Good Questions for Sinnet

Aaron Spransy, the frontman and creative force behind “spooky-pants” indie pop band Sinnet, tries not to take things so seriously. That looseness is a welcome ingredient in the 2017 album Gentle Humournamed after his wife’s fictional band — which maintains that fun spirit while grappling with complicated topics like love, death and the need to explore.

Sinnet’s own name comes from a gift Spransy’s father gave to his mother: the license plate on several of her Toyota Camrys over the years (she loved playing tennis).

Spransy (guitar, keys, vocals) started Sinnet during “less-employed times” following his move from Milwaukee to Boston. Beginning as a laptop bedroom project, it has since evolved into a full-fledged band with a distinctive sound that blends soul, surf, fuzz and atmosphere. In its current configuration, Spransy is joined by Kevin Junker (bass, vocals) and Thomas Valicenti (guitar, vocals).

Sinnet alumni includes some super-talented artists: Gavin McCarthy (Karate, Ted Leo), Joel Reader (Mr. T Experience and Pansy Division) Matt Girard (Parks, Ruby Rose Fox and Will Dailey) and Jonathan Ulman (Thalia Zedek, Bearstronaut and many more).

As we discuss in the latest GOODQUESTIONS Q&A, Spransy pulls double-duty — working on Sinnet while also manning the guitar for the band The Fatal Flaw. Somehow he found the time to answer my questions, which touch on the recording of Gentle Humour, his influences, his ideal drummer and much more.

SOMETHINGGOOD: Your (excellent) album Gentle Humor came out in 2017. How did the record come together? Where was it produced? Are you happy with it?

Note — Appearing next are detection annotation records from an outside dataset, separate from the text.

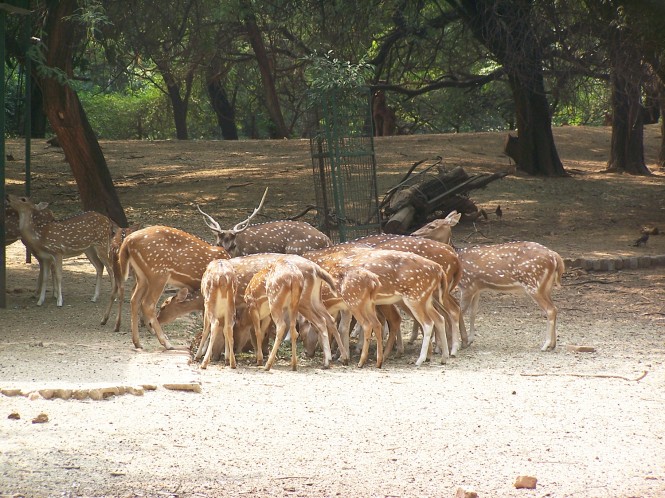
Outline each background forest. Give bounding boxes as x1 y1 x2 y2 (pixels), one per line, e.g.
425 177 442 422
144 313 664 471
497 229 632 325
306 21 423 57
5 0 665 224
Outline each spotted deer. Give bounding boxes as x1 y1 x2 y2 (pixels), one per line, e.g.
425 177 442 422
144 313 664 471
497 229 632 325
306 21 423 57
196 259 237 368
118 226 229 349
245 254 349 370
101 224 141 332
197 189 332 257
7 194 113 307
158 253 348 368
411 211 462 245
305 244 449 367
5 199 55 246
353 234 469 356
458 242 565 351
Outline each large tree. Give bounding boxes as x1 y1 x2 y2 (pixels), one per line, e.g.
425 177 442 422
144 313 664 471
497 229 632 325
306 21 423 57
447 0 566 176
38 0 127 226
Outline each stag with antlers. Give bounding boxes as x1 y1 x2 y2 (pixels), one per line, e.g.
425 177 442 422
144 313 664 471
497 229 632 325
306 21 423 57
197 189 332 257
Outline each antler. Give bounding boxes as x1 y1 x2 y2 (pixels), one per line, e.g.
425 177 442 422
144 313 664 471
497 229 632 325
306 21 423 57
196 204 224 232
232 187 268 233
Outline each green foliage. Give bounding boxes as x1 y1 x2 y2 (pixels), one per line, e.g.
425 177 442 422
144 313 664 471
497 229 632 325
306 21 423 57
303 50 374 95
78 83 173 140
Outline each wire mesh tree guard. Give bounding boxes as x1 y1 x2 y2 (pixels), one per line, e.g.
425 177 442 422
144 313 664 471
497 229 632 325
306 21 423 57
310 88 381 242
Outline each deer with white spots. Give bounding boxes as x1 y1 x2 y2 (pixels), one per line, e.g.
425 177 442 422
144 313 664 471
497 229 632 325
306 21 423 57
411 211 462 244
118 226 229 349
5 199 55 246
7 194 113 306
305 244 449 367
196 259 238 368
245 254 349 370
353 234 469 356
101 224 141 332
458 242 565 351
197 189 332 257
158 253 348 368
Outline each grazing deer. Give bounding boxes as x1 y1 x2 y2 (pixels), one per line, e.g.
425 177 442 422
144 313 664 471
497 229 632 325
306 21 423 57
245 254 349 370
197 189 332 257
353 234 469 356
101 224 141 332
458 242 565 351
305 244 449 367
196 259 237 368
158 253 348 368
411 211 462 245
7 195 113 306
245 260 305 371
5 199 55 246
118 226 229 349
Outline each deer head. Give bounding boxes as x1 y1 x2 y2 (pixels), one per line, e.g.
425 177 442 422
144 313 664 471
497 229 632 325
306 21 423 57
196 188 268 254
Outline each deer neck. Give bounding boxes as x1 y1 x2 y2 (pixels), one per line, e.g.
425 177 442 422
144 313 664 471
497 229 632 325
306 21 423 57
18 210 43 253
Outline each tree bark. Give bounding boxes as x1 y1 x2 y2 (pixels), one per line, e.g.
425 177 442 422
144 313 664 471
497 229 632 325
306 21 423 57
208 58 238 140
509 73 566 176
156 61 194 140
607 28 651 175
243 6 289 138
39 0 127 227
447 0 566 176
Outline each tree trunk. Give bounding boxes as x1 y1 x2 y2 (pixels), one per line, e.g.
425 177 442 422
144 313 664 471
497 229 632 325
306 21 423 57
244 7 289 138
607 28 651 175
509 74 566 176
30 76 46 138
447 0 566 176
40 0 127 227
208 58 238 140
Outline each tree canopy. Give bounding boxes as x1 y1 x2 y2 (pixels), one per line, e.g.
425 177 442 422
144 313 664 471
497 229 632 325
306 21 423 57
6 0 665 221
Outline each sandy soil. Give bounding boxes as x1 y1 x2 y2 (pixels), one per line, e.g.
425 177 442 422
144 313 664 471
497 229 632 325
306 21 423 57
0 127 665 497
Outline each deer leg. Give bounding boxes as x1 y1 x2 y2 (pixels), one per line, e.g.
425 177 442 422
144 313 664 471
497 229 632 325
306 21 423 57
129 279 147 349
251 309 270 367
53 254 62 308
37 257 55 306
85 248 105 303
380 305 404 356
435 294 462 356
459 289 480 344
141 284 172 349
265 311 286 371
201 316 223 369
531 293 557 351
289 312 298 371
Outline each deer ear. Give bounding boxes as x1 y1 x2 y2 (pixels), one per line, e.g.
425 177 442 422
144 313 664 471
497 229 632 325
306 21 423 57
174 287 189 303
445 211 462 227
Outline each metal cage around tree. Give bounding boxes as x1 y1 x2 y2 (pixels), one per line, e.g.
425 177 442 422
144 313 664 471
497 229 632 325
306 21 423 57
310 88 381 242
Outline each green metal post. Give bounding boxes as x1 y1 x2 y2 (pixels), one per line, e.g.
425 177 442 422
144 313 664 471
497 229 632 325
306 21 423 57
0 9 7 308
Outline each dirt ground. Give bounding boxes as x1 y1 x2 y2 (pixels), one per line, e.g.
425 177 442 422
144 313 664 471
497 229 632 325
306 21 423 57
0 127 665 498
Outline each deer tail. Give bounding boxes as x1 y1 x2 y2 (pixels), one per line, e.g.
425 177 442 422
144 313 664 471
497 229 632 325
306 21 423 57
118 236 129 282
554 252 566 287
316 266 337 294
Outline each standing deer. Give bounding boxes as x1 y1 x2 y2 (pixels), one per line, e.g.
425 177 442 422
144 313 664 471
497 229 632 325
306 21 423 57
101 224 141 332
245 259 305 370
353 234 469 356
118 226 229 349
7 194 113 306
5 199 55 246
197 189 332 257
241 254 349 370
411 211 462 245
305 244 449 367
458 242 565 351
158 253 348 368
196 259 237 368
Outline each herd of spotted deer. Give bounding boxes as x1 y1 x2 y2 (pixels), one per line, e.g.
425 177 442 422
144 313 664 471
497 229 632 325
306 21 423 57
5 190 564 370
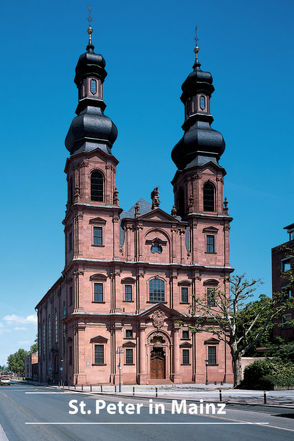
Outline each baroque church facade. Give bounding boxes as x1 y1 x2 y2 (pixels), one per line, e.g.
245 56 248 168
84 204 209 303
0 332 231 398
36 27 233 385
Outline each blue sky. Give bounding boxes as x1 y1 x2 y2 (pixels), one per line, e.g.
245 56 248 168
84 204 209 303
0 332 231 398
0 0 294 364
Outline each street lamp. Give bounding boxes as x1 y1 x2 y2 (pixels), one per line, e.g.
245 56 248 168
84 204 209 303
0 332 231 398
205 360 208 386
116 346 124 392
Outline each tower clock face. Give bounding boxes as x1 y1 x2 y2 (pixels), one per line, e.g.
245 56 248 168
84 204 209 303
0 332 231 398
200 95 205 110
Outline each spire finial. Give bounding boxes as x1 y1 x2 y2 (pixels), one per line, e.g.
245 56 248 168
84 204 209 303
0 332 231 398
87 6 94 51
193 26 200 67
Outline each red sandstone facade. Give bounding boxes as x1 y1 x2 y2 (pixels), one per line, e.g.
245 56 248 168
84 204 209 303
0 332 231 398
37 32 232 385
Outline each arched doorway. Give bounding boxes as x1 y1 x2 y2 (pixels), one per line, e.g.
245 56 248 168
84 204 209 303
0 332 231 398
150 335 166 379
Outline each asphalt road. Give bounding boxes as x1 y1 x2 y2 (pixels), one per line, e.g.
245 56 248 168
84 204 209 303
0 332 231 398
0 384 294 441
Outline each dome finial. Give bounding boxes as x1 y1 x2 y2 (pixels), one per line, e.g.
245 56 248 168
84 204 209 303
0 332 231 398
193 26 201 69
87 6 94 52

Aaron Spransy: Thanks for the kind words! We recorded all the basic tracks with our bud / recordist Matt Girard. Some of the songs go back quite a bit. Basically, it took quite a while for us to have enough songs recorded to fill an LP. We worked at a bunch of studios in New England.

The majority of the LP was recorded at Wooly Mammoth Sound in Waltham. Wooly is a really neat space with a lot of beautiful and unique gear. Also, Dave Minehan who owns the studio plays with The Replacements. We nerded out that there were a couple amps with “Replacements” written on them. Outside of the meat and potatoes of the studio tracks, we did a lot of home recording on the Gentle Humor. Most of the extra bits of synth, vocals, percussion, sound effects and textures came from “The Bonus Room” AKA my spare bedroom.

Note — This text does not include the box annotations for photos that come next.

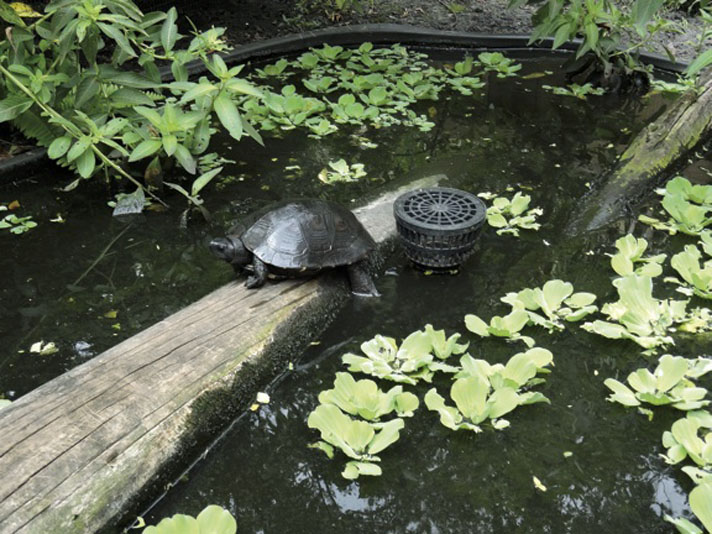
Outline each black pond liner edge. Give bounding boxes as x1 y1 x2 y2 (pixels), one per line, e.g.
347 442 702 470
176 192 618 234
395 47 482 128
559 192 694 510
0 24 687 185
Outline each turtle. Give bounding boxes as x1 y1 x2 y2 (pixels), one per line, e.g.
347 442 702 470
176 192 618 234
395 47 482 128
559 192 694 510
210 199 379 296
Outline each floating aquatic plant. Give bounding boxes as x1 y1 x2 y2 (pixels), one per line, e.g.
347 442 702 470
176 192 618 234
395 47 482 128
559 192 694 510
465 308 534 347
425 349 553 432
542 83 606 100
604 354 712 418
307 404 404 479
582 275 712 354
501 280 598 332
487 192 544 237
665 245 712 299
319 159 366 185
143 504 237 534
319 373 419 421
638 176 712 235
341 330 433 384
611 238 667 278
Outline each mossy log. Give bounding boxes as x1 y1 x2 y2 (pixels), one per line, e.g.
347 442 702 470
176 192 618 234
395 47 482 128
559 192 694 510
569 70 712 233
0 176 443 534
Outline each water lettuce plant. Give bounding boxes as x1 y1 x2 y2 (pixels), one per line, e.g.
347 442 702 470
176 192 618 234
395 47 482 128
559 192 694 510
341 330 433 385
0 213 37 235
307 404 404 480
638 176 712 235
582 274 711 354
319 373 419 421
424 349 553 432
611 234 667 278
542 83 606 100
604 354 712 417
500 280 598 332
665 245 712 299
662 410 712 472
487 192 544 236
319 159 366 184
465 308 534 347
242 42 521 137
143 504 237 534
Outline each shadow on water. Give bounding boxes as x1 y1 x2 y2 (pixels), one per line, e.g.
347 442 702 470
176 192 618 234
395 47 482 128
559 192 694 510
0 49 708 534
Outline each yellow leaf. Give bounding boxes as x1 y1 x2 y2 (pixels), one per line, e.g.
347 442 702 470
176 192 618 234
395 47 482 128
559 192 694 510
10 2 42 19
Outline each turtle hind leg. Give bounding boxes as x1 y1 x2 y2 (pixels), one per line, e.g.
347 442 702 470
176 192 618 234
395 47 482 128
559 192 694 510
245 256 267 289
346 262 381 297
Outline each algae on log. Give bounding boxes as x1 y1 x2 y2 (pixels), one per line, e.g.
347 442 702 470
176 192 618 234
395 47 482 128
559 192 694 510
569 70 712 234
0 175 444 534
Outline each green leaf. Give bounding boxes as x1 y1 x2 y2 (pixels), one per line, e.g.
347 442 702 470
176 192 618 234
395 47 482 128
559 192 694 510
47 135 72 159
77 148 96 178
67 135 91 163
196 504 237 534
0 94 32 122
109 87 156 107
213 93 242 141
190 167 223 197
96 22 136 58
129 139 163 162
685 48 712 77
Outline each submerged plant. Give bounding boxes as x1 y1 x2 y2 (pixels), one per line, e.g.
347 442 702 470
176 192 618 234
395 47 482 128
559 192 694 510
611 234 667 278
319 159 366 185
604 354 712 417
319 373 419 421
425 349 553 432
307 404 404 480
501 280 598 332
465 308 534 347
487 192 544 236
143 504 237 534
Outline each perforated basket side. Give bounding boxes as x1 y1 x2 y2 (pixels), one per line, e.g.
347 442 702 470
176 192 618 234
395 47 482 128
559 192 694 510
393 188 486 270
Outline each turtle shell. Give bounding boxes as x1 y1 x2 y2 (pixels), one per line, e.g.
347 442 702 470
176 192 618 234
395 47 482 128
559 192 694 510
241 199 376 271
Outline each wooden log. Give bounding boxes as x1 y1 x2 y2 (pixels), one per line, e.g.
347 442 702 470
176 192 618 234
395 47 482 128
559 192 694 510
0 175 444 534
569 70 712 234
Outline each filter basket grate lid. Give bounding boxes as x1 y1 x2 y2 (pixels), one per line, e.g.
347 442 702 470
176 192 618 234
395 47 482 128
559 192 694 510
393 187 486 231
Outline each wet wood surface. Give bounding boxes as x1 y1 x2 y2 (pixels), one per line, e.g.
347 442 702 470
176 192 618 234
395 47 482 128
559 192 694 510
0 176 443 534
570 69 712 233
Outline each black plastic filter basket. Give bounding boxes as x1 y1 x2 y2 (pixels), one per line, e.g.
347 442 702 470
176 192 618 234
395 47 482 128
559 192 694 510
393 187 486 271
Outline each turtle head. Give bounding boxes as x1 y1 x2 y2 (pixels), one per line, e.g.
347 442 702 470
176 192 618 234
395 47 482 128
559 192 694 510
210 237 252 267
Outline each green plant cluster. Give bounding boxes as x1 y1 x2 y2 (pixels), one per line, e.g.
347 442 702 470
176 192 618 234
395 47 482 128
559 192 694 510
509 0 712 92
140 504 237 534
480 191 544 237
465 280 598 347
638 176 712 236
236 42 521 138
0 204 37 235
0 0 261 209
307 324 553 480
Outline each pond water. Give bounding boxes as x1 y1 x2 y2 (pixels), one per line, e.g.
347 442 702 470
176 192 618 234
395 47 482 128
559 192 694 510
0 48 710 534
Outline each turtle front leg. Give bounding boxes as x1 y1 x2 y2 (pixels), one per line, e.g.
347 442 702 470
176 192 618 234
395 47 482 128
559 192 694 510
245 256 267 289
346 261 381 297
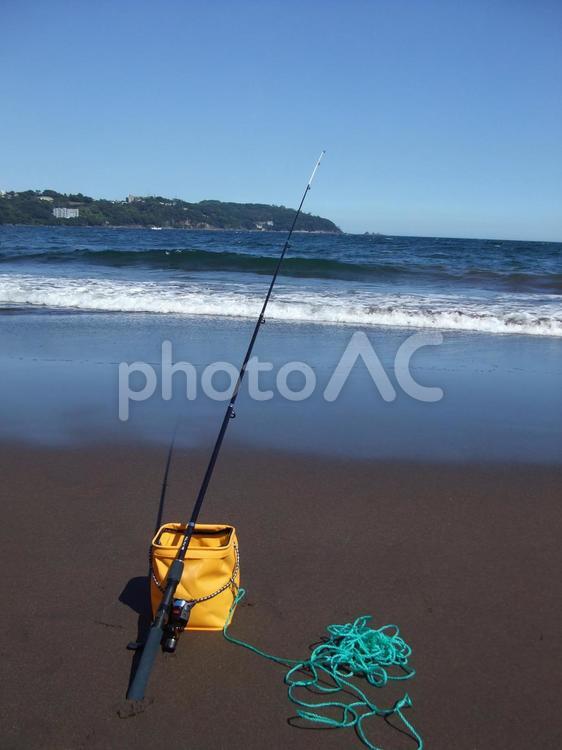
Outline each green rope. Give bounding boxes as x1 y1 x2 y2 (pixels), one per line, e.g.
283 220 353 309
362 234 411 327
223 589 423 750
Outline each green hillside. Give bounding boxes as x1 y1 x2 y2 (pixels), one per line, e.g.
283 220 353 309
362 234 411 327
0 190 340 232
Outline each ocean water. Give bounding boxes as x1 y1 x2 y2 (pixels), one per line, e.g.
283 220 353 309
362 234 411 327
0 226 562 337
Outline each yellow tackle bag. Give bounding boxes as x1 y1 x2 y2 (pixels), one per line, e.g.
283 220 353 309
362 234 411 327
150 523 240 630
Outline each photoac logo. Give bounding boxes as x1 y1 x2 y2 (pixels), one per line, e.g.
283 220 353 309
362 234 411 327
119 331 444 422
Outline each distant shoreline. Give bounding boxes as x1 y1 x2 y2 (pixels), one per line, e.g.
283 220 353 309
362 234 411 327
0 223 340 235
0 190 341 234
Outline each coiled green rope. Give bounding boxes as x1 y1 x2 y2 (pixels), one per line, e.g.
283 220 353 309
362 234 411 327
223 589 423 750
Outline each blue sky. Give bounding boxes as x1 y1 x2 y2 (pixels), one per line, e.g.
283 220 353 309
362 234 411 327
0 0 562 241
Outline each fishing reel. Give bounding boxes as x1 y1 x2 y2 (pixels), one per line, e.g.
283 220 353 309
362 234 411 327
162 599 193 654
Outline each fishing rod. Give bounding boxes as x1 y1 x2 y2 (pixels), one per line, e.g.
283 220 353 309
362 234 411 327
127 151 326 701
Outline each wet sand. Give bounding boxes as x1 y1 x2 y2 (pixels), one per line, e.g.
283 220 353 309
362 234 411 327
0 442 562 750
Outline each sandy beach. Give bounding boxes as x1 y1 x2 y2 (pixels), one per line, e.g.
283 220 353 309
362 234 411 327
0 442 562 750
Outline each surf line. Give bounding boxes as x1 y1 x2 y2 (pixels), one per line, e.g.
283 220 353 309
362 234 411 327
123 151 326 701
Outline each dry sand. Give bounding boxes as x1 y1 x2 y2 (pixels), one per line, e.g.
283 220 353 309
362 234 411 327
0 443 562 750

SG: As an artist (and particularly as a guitarist), how do you split your time and creative energy between two (or more) bands?

AS: It can be a bit of a juggling act at times. Thankfully, the schedules for the two bands (Sinnet & The Fatal Flaw) aren’t too crazy. With Sinnet, I’m the ringleader, it’s my baby. I get to work out my own personal, artistic expression. With The Fatal Flaw I get to take a back seat and just play guitar and hang with great friends. I used to play in a 3rd band (Soft Pyramids) – which I miss musically but, almost made me lose my mind.

SG: I see you’re looking for a drummer. What do you look for in a drummer? If you could pick anyone in the world, who would it be?

AS: I love the old soul drummers, Al Jackson, Clyde Stubblefield as well as modern players like Jim Eno (Spoon) and Matt Barrick (The Walkmen).

SG: Who are some of your influences? Were there any specific influences for Gentle Humor?

AS: It’s a mix of classic soul stuff and modern bands. I was on a really big Booker T & The MGs kick for a while, “Legionnaires” is us trying to do some of that magic. I’ve always loved Paul Simon’s songwriting as well. I think we’ve got a lot of Spoon and Elliott Smith in our stuff as well.

Sinnet -- Gentle Humor
Gentle Humor by Sinnet
SG: What is the Boston music scene like? Where do you think you fit in (if at all)

AS: Boston is good. It’s hard for me to not compare everything to playing music in Milwaukee (I’m from Milwaukee). I still miss the MKE music scene – it’s always great to go back and play there. But, the pool is a bit bigger in Boston (more opportunities) and there’s a pretty good range of diversity in the music. One thing I would like to see bands helping each other out a bit more in Boston, it takes a village… you know?

SG: Last question is the same as always – who are you listening to these days?

AS: I just read a Wilson Pickett biography so, I’ve been digging into his stuff. One fun tidbit I picked up: In “Land of 1,000 Dances” if you listen right after the last the chorus all but one of the horn players forgets to come in. Besides that, today I was checking out the new Unknown Mortal Orchestra and Sloan records. Both are excellent. Oh and that last Alvvays record is excellent!